The prevalence of chronic kidney disease (CKD) is rising at an alarming rate, thus presenting a substantial burden for the patient as an individual and—because of the enormous treatment costs—for society as a whole. Early diagnosis and therapy could slow disease progression and reduce the prevalence of cost-intensive end stage renal disease. The aim of this study was to determine the accuracy of diagnosis of CKD in acute patients presenting at an internal ward.
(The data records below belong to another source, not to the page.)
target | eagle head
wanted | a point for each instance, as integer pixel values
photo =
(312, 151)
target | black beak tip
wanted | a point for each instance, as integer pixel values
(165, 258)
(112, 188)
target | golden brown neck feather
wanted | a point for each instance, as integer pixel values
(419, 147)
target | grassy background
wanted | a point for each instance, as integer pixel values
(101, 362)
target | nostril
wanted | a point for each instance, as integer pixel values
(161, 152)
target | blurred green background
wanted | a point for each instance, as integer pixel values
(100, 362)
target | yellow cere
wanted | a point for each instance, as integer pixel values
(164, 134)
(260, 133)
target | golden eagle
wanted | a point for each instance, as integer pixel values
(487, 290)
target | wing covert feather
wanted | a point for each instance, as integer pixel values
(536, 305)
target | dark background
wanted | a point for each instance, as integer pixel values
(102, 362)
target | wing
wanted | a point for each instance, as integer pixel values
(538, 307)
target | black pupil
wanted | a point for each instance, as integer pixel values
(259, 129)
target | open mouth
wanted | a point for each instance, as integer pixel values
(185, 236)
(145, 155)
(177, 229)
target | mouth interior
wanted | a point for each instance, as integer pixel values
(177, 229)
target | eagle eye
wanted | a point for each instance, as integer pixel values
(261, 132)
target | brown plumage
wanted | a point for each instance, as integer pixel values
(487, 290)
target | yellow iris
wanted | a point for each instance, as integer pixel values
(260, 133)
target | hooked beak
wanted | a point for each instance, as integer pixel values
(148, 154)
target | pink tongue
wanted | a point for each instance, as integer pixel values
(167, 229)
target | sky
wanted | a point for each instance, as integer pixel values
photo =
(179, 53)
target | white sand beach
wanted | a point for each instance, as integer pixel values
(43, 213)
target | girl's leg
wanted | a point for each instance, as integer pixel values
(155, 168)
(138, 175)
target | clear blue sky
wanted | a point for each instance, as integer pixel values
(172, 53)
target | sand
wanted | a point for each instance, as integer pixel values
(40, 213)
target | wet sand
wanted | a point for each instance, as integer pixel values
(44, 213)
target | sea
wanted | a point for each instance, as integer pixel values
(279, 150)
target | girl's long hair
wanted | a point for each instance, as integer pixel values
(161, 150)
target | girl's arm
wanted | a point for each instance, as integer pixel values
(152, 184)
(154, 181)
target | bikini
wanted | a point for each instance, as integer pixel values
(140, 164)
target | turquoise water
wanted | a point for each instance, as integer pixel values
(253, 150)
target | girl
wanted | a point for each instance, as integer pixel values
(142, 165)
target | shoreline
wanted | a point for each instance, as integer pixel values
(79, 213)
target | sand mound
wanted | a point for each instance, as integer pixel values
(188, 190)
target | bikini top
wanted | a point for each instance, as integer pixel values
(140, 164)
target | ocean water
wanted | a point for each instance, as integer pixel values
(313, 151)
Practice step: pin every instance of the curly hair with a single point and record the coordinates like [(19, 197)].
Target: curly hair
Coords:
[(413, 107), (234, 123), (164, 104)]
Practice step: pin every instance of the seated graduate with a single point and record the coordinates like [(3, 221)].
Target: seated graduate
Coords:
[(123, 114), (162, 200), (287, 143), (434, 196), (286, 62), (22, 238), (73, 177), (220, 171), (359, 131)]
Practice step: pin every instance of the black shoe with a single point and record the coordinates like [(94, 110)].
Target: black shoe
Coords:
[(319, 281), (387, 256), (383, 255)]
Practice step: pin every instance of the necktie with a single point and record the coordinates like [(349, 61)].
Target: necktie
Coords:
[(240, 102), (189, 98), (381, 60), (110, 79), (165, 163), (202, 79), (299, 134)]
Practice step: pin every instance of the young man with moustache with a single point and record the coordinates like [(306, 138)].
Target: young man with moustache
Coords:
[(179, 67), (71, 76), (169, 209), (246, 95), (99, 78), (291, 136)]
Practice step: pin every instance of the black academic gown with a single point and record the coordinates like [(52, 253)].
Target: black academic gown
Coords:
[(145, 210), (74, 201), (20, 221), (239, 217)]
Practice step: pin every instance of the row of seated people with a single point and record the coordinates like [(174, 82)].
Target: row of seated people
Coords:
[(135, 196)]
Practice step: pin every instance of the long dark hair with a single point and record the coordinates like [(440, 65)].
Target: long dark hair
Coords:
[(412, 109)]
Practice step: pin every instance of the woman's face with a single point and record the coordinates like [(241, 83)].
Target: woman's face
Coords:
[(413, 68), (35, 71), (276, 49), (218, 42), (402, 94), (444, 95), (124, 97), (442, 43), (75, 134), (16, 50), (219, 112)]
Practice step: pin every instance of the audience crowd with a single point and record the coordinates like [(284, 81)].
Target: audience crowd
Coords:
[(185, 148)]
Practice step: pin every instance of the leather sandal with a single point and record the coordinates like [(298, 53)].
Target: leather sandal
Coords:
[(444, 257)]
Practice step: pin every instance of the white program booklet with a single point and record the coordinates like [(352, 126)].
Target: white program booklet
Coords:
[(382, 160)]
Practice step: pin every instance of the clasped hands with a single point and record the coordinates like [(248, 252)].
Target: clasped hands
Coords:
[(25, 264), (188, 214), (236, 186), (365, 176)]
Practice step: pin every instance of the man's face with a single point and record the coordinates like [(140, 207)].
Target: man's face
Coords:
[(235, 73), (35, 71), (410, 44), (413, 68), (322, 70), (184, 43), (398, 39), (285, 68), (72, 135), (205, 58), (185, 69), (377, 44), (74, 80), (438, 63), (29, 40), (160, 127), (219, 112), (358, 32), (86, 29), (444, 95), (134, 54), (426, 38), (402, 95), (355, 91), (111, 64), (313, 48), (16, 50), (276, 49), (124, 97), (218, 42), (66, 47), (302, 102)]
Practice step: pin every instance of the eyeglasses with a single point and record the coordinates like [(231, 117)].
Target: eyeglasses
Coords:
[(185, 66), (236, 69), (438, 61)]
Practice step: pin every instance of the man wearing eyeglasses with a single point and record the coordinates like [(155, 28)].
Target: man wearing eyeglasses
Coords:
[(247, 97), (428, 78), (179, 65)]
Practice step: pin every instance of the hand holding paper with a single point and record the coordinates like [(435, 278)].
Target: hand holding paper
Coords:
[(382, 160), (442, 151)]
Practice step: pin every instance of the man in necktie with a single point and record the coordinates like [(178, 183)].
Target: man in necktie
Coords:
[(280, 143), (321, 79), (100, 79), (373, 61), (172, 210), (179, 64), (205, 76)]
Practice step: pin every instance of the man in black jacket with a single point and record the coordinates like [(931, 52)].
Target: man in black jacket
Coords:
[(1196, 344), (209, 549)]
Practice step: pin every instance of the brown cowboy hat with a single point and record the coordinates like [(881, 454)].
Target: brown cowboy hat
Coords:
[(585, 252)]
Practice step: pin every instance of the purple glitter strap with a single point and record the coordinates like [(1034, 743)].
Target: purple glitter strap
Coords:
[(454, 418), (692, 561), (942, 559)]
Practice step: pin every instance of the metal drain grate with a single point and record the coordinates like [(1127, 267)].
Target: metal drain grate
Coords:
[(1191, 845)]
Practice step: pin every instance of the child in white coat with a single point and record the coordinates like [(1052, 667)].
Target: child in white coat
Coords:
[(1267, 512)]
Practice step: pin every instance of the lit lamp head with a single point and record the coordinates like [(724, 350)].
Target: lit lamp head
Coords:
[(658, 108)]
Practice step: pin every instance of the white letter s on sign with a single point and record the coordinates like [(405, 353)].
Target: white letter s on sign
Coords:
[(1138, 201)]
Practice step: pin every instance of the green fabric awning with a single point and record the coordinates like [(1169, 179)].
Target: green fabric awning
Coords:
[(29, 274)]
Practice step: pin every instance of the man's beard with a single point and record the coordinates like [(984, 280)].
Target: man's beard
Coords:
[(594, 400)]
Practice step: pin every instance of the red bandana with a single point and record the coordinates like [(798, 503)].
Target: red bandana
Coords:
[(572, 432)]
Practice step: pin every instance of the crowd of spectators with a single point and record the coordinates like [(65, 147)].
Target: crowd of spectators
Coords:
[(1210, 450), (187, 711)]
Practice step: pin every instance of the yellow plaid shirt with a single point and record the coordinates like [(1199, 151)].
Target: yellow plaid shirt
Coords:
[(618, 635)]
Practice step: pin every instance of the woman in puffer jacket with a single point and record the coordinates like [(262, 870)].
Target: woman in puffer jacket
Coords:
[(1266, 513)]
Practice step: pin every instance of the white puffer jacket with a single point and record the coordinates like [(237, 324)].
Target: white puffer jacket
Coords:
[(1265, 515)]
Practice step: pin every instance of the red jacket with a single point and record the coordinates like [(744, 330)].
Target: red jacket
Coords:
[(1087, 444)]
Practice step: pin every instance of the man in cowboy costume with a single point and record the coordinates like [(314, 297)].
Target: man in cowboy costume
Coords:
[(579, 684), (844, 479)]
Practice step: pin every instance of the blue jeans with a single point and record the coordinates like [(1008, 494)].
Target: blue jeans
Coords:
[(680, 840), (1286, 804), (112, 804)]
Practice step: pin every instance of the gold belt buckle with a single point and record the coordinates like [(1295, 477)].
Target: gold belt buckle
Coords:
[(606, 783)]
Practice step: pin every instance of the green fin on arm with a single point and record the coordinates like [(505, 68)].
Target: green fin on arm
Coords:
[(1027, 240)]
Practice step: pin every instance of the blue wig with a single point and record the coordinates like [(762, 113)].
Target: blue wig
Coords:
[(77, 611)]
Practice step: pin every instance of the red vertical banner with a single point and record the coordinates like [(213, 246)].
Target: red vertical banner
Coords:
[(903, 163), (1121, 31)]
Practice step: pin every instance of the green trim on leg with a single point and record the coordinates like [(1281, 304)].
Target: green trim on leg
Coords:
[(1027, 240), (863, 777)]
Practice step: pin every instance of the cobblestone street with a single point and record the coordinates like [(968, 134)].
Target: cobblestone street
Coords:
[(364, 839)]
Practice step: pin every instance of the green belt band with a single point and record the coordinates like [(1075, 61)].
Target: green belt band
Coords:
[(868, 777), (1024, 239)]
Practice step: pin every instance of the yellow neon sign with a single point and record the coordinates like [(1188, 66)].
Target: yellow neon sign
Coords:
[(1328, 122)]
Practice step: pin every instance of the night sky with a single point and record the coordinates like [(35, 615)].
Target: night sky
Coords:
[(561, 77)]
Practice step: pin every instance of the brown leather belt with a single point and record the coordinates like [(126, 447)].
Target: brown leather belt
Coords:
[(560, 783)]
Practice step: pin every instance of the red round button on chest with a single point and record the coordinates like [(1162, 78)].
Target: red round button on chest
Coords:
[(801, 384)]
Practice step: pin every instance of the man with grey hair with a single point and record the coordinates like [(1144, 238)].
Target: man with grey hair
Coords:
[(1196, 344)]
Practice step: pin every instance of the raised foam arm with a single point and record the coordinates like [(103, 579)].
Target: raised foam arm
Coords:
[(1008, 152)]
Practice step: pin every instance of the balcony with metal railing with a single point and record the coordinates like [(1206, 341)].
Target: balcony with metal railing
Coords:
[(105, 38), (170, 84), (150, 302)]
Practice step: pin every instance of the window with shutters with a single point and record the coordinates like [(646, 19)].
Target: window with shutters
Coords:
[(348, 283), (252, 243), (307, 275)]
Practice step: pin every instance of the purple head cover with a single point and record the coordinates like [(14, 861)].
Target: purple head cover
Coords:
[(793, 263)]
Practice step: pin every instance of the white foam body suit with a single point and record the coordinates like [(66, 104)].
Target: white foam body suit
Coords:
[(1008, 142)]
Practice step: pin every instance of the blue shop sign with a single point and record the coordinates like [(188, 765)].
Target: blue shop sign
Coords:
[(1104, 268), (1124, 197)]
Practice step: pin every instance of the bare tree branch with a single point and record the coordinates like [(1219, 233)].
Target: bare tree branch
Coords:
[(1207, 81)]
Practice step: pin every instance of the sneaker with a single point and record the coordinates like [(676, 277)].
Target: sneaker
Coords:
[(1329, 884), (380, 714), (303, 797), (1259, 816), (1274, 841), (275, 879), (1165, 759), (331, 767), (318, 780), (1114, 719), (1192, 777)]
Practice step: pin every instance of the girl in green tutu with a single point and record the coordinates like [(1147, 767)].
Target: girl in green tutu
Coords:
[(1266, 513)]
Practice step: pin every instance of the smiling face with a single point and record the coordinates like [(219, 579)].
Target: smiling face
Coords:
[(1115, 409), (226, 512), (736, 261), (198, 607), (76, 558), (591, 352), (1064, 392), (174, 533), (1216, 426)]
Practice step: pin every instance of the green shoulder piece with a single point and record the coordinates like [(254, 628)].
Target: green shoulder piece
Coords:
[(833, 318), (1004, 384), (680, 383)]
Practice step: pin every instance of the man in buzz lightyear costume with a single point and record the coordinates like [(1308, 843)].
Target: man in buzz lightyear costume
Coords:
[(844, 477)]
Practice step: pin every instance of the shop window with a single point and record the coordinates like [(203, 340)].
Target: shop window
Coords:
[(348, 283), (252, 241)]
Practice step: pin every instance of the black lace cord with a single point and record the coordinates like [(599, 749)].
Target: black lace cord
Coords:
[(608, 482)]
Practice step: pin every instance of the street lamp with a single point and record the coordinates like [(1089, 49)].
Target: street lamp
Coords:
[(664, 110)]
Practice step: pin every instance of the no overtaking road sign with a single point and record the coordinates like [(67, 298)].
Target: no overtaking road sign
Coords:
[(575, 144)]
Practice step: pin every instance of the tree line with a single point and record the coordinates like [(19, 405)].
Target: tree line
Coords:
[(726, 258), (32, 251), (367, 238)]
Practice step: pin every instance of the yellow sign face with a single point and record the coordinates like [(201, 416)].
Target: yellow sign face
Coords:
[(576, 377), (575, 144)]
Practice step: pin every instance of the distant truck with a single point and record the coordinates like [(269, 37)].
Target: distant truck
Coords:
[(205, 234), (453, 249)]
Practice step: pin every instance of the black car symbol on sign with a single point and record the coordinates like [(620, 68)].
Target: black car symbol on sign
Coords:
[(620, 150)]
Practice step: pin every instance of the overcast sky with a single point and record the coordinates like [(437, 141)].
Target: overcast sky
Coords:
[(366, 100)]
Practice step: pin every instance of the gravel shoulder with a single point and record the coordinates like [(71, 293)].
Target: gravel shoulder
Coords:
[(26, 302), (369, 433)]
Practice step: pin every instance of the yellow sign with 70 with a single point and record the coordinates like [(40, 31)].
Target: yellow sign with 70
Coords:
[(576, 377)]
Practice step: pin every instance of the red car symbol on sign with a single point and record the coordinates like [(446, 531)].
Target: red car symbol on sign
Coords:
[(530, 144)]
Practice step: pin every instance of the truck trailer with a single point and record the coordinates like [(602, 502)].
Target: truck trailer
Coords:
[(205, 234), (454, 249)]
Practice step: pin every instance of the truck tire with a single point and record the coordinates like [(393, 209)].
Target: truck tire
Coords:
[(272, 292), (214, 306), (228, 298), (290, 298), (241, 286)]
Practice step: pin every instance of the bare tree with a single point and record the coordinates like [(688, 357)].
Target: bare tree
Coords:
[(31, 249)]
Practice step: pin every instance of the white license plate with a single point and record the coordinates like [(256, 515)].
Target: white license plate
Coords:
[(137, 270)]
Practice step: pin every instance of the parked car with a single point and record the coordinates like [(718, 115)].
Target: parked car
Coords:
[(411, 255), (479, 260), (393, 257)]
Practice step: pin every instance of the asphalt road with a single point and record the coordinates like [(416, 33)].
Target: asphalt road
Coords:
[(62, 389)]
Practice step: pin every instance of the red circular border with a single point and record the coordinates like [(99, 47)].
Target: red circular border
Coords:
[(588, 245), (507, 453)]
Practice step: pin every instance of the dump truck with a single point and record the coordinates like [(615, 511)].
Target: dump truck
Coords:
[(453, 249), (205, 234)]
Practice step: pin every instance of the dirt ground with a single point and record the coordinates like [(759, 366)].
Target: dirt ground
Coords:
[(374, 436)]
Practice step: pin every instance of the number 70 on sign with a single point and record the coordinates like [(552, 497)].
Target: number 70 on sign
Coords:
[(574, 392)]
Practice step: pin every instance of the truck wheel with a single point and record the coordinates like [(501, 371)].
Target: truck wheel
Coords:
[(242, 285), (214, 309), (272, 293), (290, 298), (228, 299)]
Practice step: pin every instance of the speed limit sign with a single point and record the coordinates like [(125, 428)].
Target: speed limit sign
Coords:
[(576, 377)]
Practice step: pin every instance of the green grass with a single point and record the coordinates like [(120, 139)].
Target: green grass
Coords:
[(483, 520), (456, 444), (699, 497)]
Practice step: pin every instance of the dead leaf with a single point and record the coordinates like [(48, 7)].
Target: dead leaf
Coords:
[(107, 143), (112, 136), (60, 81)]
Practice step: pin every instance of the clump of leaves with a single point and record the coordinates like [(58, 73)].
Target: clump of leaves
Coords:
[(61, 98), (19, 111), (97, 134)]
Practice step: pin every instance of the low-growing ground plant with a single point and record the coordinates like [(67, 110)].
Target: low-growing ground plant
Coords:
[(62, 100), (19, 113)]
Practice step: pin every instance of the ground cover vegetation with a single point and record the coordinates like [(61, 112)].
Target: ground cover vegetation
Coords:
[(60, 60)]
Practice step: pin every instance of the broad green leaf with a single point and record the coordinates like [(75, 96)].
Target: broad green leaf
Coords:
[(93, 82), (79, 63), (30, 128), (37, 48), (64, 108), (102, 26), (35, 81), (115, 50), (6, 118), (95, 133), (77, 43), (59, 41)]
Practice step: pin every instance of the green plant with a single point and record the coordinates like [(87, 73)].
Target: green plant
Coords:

Routine laboratory parameters of kidney function of 238 inpatients were retrospectively evaluated to determine the prevalence of CKD, defined as estimated glomerular filtration rate (eGFR) < 60 mL/min/1.73 m2. Those results were compared with the actual documentation of the ICD-10 diagnosis CKD in the discharge reports of the respective patients.
Of 238 patients, 228 patients were included in the analysis. The overall median (range) eGFR was 60.7 (10.4–171.9) mL/min/1.73 m2, with no gender-specific difference. Of patients, 49.6 % (n = 113) were retrospectively diagnosed with CKD stage 3 or higher. However, the review of the discharge reports found correct diagnosis of CKD in only 38.1 % (n = 43) of these patients.
The present analysis shows that CKD remains frequently unrecognized, even in a hospital setting. This could have dramatic implications on the care, treatment and prevention of CKD and associated complications.